Sunday Citation

“God has made time for us and therefore expects us to make time for him. While many readers probably think this statement refers to a daily routine of private devotions, it doesn’t. Though heartily in favor of such habits, I actually have in mind the Lord’s Day, or the Christian Sabbath. For generations of faithful believers, Sunday was not about football or shopping but about God and feeding at his luxuriant table. But somehow, we got caught up in the buzz, and we wonder if we can ever get out. That’s why we keep trying the latest spiritual diet plan – a new quiet time program, a new prayer, maybe even a new spiritual director or a week in a monastery. But who suggests a recovery of the Sabbath? Irony of ironies, amid all the stress of ‘try this fad or feel guilty,’ a commitment to the institution that God has actually commanded risks being called legalistic…

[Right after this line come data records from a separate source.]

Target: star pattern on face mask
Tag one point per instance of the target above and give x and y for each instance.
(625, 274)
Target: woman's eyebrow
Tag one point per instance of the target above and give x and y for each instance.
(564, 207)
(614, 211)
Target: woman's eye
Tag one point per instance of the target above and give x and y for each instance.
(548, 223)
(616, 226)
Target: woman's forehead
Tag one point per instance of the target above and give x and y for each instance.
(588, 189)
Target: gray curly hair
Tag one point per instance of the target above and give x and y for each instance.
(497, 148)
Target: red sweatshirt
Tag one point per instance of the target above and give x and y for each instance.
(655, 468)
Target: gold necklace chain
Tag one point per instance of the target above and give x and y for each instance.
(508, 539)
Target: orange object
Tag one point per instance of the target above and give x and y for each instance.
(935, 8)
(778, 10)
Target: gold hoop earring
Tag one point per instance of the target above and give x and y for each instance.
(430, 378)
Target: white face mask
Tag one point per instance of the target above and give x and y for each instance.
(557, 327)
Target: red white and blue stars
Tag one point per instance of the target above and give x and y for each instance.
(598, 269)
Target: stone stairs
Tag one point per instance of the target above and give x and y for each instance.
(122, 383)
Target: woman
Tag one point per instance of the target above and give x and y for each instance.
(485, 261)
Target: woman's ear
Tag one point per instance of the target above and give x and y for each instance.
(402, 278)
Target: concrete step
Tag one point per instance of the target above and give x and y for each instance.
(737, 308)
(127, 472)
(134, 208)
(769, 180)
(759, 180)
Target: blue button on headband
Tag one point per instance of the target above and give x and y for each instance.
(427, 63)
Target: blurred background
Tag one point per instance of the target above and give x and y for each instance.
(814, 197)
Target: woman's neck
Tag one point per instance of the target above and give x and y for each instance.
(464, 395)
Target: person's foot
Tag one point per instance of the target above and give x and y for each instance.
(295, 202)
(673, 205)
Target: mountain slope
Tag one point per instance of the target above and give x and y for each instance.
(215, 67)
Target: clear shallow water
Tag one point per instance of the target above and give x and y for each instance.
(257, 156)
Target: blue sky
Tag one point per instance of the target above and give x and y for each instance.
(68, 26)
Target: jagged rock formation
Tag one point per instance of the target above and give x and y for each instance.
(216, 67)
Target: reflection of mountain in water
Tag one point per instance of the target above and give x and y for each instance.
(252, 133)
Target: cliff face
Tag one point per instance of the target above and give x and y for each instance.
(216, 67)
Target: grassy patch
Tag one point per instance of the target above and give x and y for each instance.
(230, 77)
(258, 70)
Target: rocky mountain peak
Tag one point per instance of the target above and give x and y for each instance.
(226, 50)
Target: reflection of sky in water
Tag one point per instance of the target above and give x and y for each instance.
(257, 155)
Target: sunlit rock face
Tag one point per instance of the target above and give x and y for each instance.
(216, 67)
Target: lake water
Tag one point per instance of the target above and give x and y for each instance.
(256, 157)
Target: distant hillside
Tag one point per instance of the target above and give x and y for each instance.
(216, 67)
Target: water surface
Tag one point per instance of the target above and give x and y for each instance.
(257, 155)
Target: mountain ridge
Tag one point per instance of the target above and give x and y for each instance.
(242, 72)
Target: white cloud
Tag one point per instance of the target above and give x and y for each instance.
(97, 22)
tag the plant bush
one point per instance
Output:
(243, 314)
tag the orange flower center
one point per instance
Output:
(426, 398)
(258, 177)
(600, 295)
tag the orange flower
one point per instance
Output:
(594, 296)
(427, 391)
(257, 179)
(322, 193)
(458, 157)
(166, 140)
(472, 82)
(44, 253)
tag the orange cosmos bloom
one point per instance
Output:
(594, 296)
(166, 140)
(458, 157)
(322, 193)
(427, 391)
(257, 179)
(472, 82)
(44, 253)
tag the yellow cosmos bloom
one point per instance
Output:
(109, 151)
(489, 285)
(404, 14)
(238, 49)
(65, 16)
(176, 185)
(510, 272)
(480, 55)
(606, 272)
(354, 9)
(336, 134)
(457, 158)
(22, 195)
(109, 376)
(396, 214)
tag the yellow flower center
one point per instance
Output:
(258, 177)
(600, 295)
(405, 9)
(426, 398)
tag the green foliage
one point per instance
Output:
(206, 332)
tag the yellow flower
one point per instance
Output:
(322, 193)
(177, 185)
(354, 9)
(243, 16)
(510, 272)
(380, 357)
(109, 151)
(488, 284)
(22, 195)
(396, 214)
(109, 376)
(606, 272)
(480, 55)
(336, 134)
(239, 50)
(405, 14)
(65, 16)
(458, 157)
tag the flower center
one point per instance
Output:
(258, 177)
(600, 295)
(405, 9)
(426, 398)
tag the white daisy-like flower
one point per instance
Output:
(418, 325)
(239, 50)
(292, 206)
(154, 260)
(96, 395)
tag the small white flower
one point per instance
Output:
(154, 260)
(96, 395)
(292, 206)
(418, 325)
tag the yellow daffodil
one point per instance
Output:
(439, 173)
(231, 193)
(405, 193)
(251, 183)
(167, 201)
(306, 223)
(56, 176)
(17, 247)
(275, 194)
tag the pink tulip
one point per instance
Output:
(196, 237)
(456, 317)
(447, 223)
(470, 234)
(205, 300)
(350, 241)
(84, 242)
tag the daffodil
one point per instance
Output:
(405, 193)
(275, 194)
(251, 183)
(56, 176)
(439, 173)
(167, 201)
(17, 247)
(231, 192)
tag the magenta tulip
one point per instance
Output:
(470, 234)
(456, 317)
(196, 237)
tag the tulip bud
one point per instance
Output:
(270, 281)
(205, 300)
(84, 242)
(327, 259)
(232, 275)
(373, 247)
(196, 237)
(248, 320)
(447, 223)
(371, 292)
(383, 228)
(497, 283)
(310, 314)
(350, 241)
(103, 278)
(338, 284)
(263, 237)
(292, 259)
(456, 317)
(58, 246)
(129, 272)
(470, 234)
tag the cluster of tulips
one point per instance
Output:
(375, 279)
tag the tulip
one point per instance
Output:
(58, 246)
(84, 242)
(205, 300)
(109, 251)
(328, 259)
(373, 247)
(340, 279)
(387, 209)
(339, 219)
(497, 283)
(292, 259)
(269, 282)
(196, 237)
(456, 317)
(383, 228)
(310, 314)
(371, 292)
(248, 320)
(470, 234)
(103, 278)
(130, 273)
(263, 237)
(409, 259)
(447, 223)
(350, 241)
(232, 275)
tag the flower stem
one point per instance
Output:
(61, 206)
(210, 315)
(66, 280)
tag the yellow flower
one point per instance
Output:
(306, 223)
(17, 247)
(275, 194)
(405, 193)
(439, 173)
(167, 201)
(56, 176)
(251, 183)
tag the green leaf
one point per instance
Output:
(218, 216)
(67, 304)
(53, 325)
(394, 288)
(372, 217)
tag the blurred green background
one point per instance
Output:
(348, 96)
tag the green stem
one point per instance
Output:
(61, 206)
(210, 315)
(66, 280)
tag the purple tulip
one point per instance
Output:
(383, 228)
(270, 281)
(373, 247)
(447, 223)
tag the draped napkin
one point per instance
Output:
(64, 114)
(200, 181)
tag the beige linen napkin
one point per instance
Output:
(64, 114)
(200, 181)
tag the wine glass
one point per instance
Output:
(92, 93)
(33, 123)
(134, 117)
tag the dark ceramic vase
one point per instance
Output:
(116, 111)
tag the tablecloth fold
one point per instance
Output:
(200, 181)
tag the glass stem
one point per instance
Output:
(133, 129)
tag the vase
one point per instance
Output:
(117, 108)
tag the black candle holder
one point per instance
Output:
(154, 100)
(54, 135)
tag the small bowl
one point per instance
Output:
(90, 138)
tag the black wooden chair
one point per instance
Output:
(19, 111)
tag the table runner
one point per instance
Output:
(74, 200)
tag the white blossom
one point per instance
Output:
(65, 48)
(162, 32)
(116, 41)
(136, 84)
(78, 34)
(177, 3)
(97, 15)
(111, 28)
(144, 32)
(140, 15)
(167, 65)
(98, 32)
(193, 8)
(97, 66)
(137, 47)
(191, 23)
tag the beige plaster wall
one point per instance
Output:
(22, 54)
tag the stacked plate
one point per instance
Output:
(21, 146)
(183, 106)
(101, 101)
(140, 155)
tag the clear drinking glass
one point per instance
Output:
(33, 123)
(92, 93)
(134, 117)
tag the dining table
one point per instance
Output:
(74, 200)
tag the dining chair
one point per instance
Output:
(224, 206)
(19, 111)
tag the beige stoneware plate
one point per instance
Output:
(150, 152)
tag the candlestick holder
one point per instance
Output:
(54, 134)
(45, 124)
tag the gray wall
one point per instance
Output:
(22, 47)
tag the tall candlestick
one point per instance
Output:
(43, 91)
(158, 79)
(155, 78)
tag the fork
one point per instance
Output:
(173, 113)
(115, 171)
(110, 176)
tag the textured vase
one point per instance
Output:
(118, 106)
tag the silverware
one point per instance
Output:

“Christians often say these days, ‘I know it’s important to get to know God and to understand Scripture. I’d even like to dig into a bit of lay theology, but there’s just no time.’…Why is it that we eagerly watch hours of a game on television but consider God lucky to have had us for an hour on that same day? Imagine how revolutionary it would be if a majority of Christians stopped shopping, working, or watching TV on Sunday. ‘I’d love to dig into Scriptures, but I just don’t have time – what with work and all,’ again assumes that we are entirely at the mercy of forces beyond our control. Given the statistics, many of us who say this have plenty of time for entertainment, shopping, sports, and the like. We would have to do no more than recover Sabbath practice in order to have enough time for growing in the grace and knowledge of our Savior.”

-Michael Horton in A Better Way: Recovering the Drama of God-centered Worship (2002), p. 189, 203.